Starlink has gotten half way decent reviews as far as reliability from what I’ve read…. Although bad weather has affected performance. Unfortunately there is an upfront cost and monthly rates average @ $99.00.


----------



## dbpaddler (Sep 25, 2004)

I'd go the cheap route. On the flip side, most phone/tablet apps allow you to download the show. You could always preemptively download some shows and movies you want to watch and just cast it to the TS4k.

Takes the download speed out of the equation.

Not that I've looked, but I don't think the android tv apps have an option to download. Could be wrong, but you'd think that would be a great option for those that have limited internet access. 

Sent from my SM-N981U using Tapatalk


----------



## mdavej (Aug 13, 2015)

Is there T-Mobile cellular service available there? Their internet service would be much faster and cheaper and no problem for the TS4K.


----------



## eskovan (Sep 30, 2002)

I have an iPhone XS Max with at&t, though it’s paid for so I could switch carriers. It’s not 5G though.


----------



## mdavej (Aug 13, 2015)

eskovan said:


> I have an iPhone XS Max with at&t, though it's paid for so I could switch carriers. It's not 5G though.


It doesn't matter who your phone provider is. I have phones with AT&T and Verizon, but my home internet service is T-mobile. It's a standalone service. There is no requirement to have your phone service with them. I switched to them from my cable internet when my bill rose to $90. T-mobile is only $50, or at least that's what it was when I switched. There is also no cap like with Hughesnet, and upload speeds are very good.


----------



## osu1991 (Mar 6, 2015)

T-Mobile Home Internet

Unlimited High-Speed In-Home Internet Service Plans | T-Mobile Home Internet


----------



## dbpaddler (Sep 25, 2004)

Keep in mind that is just internet. So unless you're fine with just streaming service content, you're still gijng to pay more for a cable replacement like yttv, sling, philo and such. Unless DSL plus tmo internet is cheaper than the other options or tmo and one of the services above. 

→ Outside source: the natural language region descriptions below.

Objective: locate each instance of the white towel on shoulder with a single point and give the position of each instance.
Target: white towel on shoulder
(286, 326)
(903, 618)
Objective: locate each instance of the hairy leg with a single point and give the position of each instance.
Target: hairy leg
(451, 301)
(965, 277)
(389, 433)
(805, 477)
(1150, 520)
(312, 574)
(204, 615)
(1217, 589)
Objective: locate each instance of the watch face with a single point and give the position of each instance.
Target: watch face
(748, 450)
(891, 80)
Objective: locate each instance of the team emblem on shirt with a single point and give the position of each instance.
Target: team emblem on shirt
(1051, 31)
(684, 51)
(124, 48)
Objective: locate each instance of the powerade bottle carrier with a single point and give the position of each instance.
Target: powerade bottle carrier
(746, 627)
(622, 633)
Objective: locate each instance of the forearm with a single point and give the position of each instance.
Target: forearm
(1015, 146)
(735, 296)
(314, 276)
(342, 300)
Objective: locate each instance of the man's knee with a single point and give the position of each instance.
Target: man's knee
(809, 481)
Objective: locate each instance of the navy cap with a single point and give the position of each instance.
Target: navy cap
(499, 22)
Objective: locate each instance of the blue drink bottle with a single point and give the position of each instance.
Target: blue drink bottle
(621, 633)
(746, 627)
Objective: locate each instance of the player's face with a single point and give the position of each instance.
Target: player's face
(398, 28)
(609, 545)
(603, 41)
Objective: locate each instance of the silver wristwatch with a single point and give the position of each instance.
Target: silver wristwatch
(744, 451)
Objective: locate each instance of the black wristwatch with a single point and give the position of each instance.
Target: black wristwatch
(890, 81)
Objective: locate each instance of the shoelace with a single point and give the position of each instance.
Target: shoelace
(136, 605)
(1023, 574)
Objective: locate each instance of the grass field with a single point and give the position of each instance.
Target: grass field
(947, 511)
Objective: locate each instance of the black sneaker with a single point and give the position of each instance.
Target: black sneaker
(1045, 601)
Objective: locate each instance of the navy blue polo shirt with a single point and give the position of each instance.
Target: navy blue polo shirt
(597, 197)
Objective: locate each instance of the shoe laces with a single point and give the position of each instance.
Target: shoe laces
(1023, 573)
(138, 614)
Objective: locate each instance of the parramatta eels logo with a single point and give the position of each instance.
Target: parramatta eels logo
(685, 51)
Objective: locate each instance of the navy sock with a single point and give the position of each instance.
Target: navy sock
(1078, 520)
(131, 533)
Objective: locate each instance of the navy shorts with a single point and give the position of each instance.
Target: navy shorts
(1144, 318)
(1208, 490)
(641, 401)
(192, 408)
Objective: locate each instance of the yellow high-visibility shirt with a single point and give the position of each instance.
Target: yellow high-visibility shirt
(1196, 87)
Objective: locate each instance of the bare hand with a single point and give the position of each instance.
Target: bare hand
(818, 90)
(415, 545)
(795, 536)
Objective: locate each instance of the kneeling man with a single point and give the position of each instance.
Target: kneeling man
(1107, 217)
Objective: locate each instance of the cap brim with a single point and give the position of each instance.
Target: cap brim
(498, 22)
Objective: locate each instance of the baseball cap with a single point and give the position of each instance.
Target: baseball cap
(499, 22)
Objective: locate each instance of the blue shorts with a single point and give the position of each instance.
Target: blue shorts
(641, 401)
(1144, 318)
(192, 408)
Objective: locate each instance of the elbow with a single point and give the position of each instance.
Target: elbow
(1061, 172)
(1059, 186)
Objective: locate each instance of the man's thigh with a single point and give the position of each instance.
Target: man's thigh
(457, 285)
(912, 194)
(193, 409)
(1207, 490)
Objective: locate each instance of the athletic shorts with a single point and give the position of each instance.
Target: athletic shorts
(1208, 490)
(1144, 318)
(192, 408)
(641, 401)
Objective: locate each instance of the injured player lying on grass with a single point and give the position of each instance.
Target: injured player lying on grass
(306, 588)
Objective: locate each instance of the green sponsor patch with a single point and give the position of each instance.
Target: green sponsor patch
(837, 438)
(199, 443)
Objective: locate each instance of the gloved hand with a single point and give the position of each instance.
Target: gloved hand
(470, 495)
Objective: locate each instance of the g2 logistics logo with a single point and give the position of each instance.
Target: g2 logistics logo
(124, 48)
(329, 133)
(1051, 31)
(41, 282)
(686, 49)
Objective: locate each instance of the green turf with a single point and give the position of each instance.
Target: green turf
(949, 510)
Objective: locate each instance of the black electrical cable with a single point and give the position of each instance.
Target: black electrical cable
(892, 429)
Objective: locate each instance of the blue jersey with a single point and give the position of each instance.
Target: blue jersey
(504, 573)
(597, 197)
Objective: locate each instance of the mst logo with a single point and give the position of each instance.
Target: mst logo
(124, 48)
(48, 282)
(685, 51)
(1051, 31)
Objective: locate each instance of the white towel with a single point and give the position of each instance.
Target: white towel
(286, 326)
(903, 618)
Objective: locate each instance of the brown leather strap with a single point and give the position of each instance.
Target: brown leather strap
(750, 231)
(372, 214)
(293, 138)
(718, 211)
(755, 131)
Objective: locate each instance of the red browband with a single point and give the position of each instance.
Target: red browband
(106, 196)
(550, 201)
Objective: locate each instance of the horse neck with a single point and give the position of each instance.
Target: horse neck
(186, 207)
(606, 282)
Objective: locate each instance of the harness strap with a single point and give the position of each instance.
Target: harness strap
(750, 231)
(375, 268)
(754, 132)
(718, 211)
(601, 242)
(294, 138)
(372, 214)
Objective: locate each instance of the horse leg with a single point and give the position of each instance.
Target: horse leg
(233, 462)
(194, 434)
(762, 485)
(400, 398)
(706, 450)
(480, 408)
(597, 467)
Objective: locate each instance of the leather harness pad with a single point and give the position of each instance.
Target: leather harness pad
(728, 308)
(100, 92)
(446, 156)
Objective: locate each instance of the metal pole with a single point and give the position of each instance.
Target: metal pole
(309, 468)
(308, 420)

Sent from my SM-N981U using Tapatalk


----------



## mdavej (Aug 13, 2015)

dbpaddler said:


> Keep in mind that is just internet. So unless you're fine with just streaming service content, you're still gijng to pay more for a cable replacement like yttv, sling, philo and such. Unless DSL plus tmo internet is cheaper than the other options or tmo and one of the services above.
> 
> Sent from my SM-N981U using Tapatalk


The OP can't get cable, so is going to need a replacement no matter what. My point is there are better, cheaper alternatives to satellite internet these days.

I don't understand the logic behind getting DSL AND some other internet service. What do you mean by that?


----------



## dbpaddler (Sep 25, 2004)

mdavej said:


> The OP can't get cable, so is going to need a replacement no matter what. My point is there are better, cheaper alternatives to satellite internet these days.
> 
> I don't understand the logic behind getting DSL AND some other internet service. What do you mean by that?


I thought his DSL was a package, not just internet. My bad. Been a while since I had to deal with DSL in Philly as fios got here quite early. Now as the memory jogs, it was always packaged with directv.

Sent from my SM-N981U using Tapatalk


----------



## eskovan (Sep 30, 2002)

No, the Verizon DSL is just internet, but it’s not true high-speed internet. It runs at about 2-3 Mbps tops.

It’s my sister’s house and she watches streaming on her android tablet ok, but I don’t think my TS4K sharing that little bandwidth will work too well. Plus adding internet for my desktop computer..


----------